Keris setan kober ini dalam sejarah dibuat oleh mpu supo mandagri, beliau adalah keturunan seorang empu dari tuban. Dalam riwayat, Mpu supo memeluk islam dan berguru kepada sunan Ampel, sambil tetap membuat keris, Supo Mandagri adalah mpu sakti yang menjadikan karya nya begitu sangat terkenal antara lain Keris Kyai Sengkelat,dan Keris Kyai Nogo sosro dan setan kober ini sendiri, keris ini dulu bernama “Bronggot Setan Kober” di buat pada awal kerajaan islam demak Bintaro,kemudian keris ini di serahkan kepada Syekh Jafar Soddiq atau Sunan Kudus dalam perjalananya kemudian di berikan lagi kepada Arya penangsang.
Keris pusaka setan kober ini sangat ampuh sekali, tapi membawa hawa perbawa panas, sehingga sering membuat si pemakainya mudah marah, begitu juga dengan arya penangsang yang mudah emosi akibat pembawaan keris ini. keris inilah yang di gunakan arya penangsang untuk bertanding melawan sutawijaya yang memiliki tombak kyai pleret. Sampai detik ini, keris ini juga tidak di ketahui asli keberadaan nya, sama halnya dengan pusaka lain seperti mpu gandring, demikian juga pamor dan dapur asli ciri setan kober tidak diketahui asli dan model nya, alasan ini mungkin menjadi kuat karena keris ini memakan banyak sekali korban petinggi penting, jadi para empu mungkin tidak membuat mirip asli nya karena di yakini membawa sial atau bala sebab telah di anggap haus darah.

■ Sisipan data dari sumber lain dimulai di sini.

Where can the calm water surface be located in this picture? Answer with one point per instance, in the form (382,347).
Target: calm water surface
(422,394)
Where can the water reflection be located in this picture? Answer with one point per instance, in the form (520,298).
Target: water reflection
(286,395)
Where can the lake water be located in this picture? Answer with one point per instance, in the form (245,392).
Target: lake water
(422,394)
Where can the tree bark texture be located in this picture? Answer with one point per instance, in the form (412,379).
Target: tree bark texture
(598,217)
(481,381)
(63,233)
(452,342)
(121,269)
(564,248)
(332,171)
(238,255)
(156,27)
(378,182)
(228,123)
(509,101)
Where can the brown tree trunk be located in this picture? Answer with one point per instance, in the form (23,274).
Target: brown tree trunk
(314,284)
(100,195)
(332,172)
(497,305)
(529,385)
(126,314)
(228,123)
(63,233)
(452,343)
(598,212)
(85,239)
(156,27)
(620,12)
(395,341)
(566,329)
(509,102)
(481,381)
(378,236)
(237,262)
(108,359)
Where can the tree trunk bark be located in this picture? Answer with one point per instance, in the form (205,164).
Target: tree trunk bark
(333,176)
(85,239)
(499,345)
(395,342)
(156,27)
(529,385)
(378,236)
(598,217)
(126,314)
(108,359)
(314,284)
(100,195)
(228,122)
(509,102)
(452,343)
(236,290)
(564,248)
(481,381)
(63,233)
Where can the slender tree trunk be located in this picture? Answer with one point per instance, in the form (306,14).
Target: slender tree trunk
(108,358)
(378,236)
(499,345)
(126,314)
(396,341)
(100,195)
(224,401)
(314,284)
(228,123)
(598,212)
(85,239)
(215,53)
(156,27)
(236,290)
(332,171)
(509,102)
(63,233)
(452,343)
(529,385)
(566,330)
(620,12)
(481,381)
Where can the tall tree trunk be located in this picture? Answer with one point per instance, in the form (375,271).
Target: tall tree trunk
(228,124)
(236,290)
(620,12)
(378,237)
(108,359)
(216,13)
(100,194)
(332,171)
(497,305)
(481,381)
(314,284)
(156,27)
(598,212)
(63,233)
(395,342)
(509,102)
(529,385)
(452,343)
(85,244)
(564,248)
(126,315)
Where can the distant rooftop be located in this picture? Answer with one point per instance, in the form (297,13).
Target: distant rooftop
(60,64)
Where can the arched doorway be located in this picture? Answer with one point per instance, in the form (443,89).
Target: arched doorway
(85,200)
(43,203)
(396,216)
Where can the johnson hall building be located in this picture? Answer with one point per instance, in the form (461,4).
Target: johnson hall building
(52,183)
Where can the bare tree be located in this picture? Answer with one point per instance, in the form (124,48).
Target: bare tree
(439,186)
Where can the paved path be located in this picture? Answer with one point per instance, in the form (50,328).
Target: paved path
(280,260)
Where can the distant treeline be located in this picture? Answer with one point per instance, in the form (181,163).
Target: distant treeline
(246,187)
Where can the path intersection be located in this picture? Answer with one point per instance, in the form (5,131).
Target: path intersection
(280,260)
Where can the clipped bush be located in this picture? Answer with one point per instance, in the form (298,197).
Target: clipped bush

Keris Kyai Sengkelat (Brawijaya Ke V).

Keris Sengkelat adalah keris pusaka luk tiga belas yang diciptakan pada jaman Majapahit (1466 – 1478), yaitu pada masa pemerintahan Prabu Kertabhumi (Brawijaya V) karya Mpu Supa Mandagri. Mpu Supa adalah salah satu santri Sunan Ampel. Konon bahan untuk membuat keris Sengkelat adalah cis, sebuah besi runcing untuk menggiring onta. Konon, besi itu didapat Sunan Ampel ketika sedang bermunajat. Ketika ditanya besi itu berasal darimana, dijawab lah bahwa besi itu milik Muhammad Saw. Maka diberikan lah besi itu kepada Mpu Supa untuk dibuat menjadi sebilah pedang. Namun sang mpu merasa sayang jika besi tosan aji ini dijadikan pedang, maka dibuatlah menjadi sebilah keris luk tiga belas dan diberi nama keris Sengkelat. Setelah selesai, diserahkannya kepada Sunan Ampel. Sang Sunan menjadi kecewa karena tidak sesuai dengan apa yang dikehendakinya. Maka oleh Sunan Ampel disarankan agar keris Sengkelat diserahkan kepada Prabu Brawijaya V.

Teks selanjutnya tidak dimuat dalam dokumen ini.